In the first multi-task analysis PD patients had a greater activation of the cortical areas belonging to compensatory pathways (parietal-frontal and cerebellar-frontal) and this resulted in the involvement of the left M1. In PD patients the lack of selectivity in the striatal-frontal pathway can also be responsible for rigidity and impairment in handling, which are both typically observed in PD patients [41]. The over-activation of the left M1 is due to the hyperactivity of rSMA, which is involved in motor planning, including the temporal coordination of single movements [50], [51].

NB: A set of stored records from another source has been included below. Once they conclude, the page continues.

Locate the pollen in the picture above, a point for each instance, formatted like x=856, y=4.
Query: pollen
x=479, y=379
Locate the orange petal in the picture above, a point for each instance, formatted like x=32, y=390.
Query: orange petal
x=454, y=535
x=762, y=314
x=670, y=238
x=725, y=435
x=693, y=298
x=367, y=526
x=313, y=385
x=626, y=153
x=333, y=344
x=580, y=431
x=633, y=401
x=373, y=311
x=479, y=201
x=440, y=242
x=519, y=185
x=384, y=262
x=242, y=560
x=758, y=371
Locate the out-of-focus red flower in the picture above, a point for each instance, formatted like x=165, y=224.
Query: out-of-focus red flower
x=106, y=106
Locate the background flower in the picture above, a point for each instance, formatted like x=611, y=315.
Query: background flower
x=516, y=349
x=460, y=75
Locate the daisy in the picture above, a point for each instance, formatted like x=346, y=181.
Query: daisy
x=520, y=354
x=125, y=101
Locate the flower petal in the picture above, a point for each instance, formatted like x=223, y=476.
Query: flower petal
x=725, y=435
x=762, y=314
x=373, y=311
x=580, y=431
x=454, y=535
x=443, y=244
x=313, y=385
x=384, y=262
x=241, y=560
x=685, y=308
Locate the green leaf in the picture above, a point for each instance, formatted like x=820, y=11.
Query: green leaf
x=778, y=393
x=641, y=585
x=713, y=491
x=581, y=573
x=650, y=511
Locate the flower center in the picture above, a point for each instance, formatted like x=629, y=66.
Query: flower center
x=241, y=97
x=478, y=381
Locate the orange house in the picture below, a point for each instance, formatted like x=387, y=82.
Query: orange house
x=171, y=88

In the final comparison of this study, over-activations of the left PPC and right cerebellum were observed in PD patients. For the compensatory role of these areas in PD patients is important to consider their lateralization. In fact, while we have observed the involvement of the right cerebellum in all the above comparisons, the over-activation of the PPC was usually bilateral. At this regard, we need to stress that all the subjects in the study were right-handed. Thus, the dominant hemispheric PPC was over-activated in the last comparison, in agreement with previous studies [52]. The relative defect in the right head of the caudate activation in PD patients, according to previous observation in literature [25], can therefore provide greater insight into their clinical features. In fact, while the putamen has shown to be principally involved in motor functions, the caudate nucleus, particularly its head, is thought to play a cognitive role [53]. Furthermore, the relative hypo-activation of the right hippocampus indicates the defect in complexity encoding in PD patients, connected to basal ganglia involvement [47].

Conclusions

The design used in this study allowed to analysis the cortical activations involved in pivotal aspects of planning and execution of movement. Our findings contribute to the understanding of PD pathophysiology, revealing the role of the basal ganglia and limbic structures defect leading to the impairment in motor complexity planning and execution.